I need a review of the following code for finding all permutations of a string in C++:
List Permute(const String& string)
{
if (string.length == 0)
return EmptyStrings(1);
List prevList = Permute(SubString(string,1,string.length));
List nextList = EmptyStrings(string.length*prevList.length);
for (int i=0; i<prevList.length; i++)
{
for (int j=0; j<string.length; j++)
{
nextList[i*string.length+j] += SubString(prevList[i],0,j);
nextList[i*string.length+j] += string[0];
nextList[i*string.length+j] += SubString(prevList[i],j,string.length-1);
}
}
return nextList;
}
You may assume the correctness of the following:
class List
class String
List EmptyStrings(int n); // returns a list of 'n' empty strings
String SubString(const String& string,int i,int j); // returns the string 'string[i...j)'
-
1\$\begingroup\$ This is cheating, but I thought it would be nice to mention that <algorithm> has useful functions for this such as next_permutation, prev_permutation, and is_permutation. \$\endgroup\$red_eight– red_eight2014年01月18日 18:17:46 +00:00Commented Jan 18, 2014 at 18:17
1 Answer 1
You may need to remove duplicates. Consider what your output will be if, for example, your input string is "aaa"
.
Code like this is unusual:
// nextList contains an array of empty strings
nextList[i*string.length+j] += SubString(prevList[i],0,j);
IMO this would be more usual:
// nextList is empty
// calculate new string
string nextString = SubString(prevList[i],0,j)
+ string[0]
+ SubString(prevList[i],j,string.length-1);
nextList.Add(nextString);
Returning by value is sometimes necessary but can be inefficient. Your algorithm creates many temporary List objects. A better API might be ...

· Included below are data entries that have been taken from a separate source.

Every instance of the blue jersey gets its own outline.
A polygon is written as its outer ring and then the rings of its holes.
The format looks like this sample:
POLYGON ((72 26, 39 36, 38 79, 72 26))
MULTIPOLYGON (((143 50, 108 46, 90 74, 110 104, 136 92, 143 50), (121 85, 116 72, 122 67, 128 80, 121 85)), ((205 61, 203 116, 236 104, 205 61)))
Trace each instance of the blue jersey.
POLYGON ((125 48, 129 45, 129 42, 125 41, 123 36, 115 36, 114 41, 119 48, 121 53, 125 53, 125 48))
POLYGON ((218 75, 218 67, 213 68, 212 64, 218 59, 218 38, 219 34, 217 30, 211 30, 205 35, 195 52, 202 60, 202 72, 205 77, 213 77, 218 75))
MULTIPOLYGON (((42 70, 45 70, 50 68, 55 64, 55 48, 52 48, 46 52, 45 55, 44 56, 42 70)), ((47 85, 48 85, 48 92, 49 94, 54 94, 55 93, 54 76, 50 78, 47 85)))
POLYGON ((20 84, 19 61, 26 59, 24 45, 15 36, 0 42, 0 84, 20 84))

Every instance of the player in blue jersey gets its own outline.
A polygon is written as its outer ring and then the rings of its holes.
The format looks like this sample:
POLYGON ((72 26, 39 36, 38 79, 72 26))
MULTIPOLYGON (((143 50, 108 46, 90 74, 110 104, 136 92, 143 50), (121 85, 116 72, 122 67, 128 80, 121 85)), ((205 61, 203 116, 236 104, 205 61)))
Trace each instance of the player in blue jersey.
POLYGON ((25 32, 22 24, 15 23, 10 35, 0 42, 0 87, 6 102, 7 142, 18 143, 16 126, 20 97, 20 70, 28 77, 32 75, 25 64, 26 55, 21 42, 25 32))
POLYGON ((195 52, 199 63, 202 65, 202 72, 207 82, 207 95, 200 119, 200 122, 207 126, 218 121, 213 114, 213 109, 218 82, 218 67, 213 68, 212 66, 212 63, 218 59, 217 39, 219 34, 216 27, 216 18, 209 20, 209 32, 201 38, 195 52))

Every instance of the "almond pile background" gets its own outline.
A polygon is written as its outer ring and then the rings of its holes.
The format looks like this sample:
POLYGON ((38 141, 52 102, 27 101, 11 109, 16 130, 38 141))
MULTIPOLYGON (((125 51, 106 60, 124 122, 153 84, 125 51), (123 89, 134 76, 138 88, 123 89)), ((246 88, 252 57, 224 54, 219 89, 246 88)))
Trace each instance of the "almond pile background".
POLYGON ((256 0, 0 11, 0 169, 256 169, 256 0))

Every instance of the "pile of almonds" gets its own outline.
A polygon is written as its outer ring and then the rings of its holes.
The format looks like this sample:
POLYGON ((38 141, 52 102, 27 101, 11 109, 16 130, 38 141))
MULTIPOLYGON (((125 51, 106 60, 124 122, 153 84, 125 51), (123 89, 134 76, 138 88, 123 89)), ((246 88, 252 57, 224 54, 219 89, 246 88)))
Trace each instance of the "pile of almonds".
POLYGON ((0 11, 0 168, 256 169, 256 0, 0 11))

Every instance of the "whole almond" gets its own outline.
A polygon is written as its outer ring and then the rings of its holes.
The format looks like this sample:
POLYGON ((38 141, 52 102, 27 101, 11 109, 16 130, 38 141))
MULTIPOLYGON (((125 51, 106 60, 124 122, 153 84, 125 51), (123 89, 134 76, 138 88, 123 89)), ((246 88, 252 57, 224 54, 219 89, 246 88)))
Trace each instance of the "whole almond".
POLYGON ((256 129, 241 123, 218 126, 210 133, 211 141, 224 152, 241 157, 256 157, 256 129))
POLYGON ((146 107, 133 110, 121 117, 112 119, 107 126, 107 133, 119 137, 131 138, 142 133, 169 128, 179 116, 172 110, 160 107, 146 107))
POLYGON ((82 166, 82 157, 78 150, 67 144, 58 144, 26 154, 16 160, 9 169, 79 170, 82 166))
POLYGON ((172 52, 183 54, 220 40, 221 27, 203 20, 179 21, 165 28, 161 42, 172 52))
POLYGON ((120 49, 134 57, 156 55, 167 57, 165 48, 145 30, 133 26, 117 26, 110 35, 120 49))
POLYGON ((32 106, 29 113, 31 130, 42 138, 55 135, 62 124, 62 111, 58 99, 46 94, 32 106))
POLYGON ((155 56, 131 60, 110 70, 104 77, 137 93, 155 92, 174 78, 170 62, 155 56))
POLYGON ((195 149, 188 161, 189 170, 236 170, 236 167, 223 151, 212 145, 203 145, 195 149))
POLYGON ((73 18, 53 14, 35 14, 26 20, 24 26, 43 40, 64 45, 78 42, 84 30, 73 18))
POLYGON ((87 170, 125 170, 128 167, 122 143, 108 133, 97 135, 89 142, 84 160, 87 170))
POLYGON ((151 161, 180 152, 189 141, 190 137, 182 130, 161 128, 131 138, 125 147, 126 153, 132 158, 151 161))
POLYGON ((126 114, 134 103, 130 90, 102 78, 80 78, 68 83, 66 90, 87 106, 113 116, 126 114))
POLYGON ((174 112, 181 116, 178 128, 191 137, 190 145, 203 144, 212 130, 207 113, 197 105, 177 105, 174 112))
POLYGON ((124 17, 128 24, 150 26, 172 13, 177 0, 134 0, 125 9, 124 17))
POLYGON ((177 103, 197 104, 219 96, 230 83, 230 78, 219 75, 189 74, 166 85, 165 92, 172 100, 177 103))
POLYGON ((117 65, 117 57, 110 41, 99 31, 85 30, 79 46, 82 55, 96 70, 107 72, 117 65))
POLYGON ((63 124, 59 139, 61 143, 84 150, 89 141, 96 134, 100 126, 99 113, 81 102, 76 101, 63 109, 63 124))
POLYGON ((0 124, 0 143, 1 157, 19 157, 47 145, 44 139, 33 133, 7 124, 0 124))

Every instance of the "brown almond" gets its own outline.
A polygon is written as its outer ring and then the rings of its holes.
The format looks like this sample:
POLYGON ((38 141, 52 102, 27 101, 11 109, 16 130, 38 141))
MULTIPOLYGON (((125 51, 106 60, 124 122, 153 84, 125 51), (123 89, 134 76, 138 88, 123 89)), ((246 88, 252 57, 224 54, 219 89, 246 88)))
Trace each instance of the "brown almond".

void Permute(const String& inputString, List& outputList) { ... }
... where one empty List is allocated by the caller, and you add to it.
This statement may be incorrect ...
List prevList = Permute(SubString(string,1,string.length));
... I don't know how returns the string 'string[i...j)'
is defined but perhaps this statement should be ...
List prevList = Permute(SubString(string,1,string.length - 1));
You may run out of memory very quickly. For a string of length n
there are n!
('n factorial') permutations. "what's up doc?"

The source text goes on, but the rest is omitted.